Au bord du lac fossile salé, des ouvriers en cagoules s'activent pour bâtir la première usine de lithium de Bolivie avant la fin de l'année. À côté du drapeau national rouge-jaune-vert, une grande bannière multicolore à damiers surplombe le chantier. «C'est la Whipala qui symbolise les siècles de luttes des Indiens des Andes», précise Marcelo Castro.

 

Visage bronzé et cheveux frisés, l'homme orchestre les travaux de construction lancés par Evo Morales. Pour le premier président du pays d'origine indienne, par ailleurs ancien syndicaliste, il s'agit d'en finir avec l'histoire tragique de la Bolivie, pillée durant des siècles par les étrangers.

Des milliers d'Amérindiens de la région de Potosi, où se situe le désert de sel d'Uyuni, n'ont-ils payé de leur vie l'exploitation des mines d'argent par les colons espagnols? Marcelo Castro a donc conscience de mener une mission symbolique. «Ce moment est historique pour les prochaines générations, car nous avons à la fois un trésor et un président ami qui va réinvestir l'argent pour la population», analyse-t-il.

Employé dans les antidépresseurs et les appareils électroniques, le lithium sera à la voiture électrique ce que le pétrole est au moteur à explosion, prédisent les experts.
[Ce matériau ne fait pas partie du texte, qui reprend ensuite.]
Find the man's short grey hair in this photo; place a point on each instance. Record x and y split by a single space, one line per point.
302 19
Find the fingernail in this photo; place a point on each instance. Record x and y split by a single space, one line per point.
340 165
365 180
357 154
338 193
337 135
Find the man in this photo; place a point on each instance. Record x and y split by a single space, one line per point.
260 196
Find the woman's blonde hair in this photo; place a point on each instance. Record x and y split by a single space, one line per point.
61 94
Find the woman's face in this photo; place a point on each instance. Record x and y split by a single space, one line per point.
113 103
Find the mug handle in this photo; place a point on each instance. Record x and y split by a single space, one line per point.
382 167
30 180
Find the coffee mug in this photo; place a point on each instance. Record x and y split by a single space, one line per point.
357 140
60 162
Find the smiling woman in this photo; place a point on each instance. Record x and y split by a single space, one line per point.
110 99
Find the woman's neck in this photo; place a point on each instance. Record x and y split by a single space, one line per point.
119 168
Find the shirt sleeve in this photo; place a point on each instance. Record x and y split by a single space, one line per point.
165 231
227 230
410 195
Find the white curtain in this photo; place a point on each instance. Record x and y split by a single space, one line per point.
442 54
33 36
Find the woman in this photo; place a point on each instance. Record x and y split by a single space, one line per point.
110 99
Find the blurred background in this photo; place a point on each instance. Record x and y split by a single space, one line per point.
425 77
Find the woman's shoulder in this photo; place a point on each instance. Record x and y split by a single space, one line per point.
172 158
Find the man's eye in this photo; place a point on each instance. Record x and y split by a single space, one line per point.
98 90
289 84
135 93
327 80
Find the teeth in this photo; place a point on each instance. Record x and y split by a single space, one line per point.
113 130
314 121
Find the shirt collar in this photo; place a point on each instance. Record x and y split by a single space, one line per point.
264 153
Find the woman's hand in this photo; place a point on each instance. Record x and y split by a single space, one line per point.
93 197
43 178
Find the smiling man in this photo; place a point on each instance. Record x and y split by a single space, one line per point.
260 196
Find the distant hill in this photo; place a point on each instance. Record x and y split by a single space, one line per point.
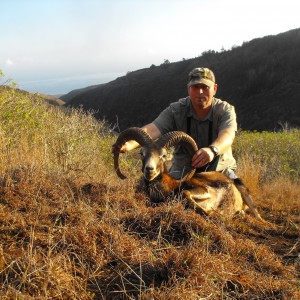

À la veille du lancement de nouveaux modèles, trois sociétés se disputent les faveurs de La Paz pour s'implanter rapidement.

Le Français Bolloré, qui prévoit de lancer sa «Blue Car» électrique dès 2010 et les mastodontes japonais Mitsubishi et Sumitomo. Le temps presse, car les prix du métal flambent.

Depuis le palais présidentiel de la place Murillo, à la Paz, Evo Morales joue son va-tout. Décrétée il y a trois ans, la nationalisation du gaz, l'autre grande richesse du pays, affiche un piètre bilan. Elle a fait fuir la plupart des sociétés concessionnaires étrangères. Cette fois, Evo Morales a fixé les règles du jeu dès le départ.

«La Bolivie ne cédera jamais le contrôle du lithium. L'État doit recevoir 60% des revenus générés par l'activité», scande-t-il à tout-va.

Pas facile, pourtant, de convaincre les habitants du village d'Uyuni de l'importance de l'industrie du lithium. Le lac salé représente la principale attraction touristique de la région.

Sur la terrasse de l'hôtel-restaurant Cactu, Sonia termine de servir le petit-déjeuner à un groupe d'Israéliens. Le lithium? La gérante aux yeux d'amandes plisse le front. «Les camions risquent de souiller le blanc pur du lac et l'exploitation industrielle va venir polluer notre eau» s'inquiète-t-elle. «S'ils détruisent nos magnifiques paysages, il ne nous restera plus rien au final.»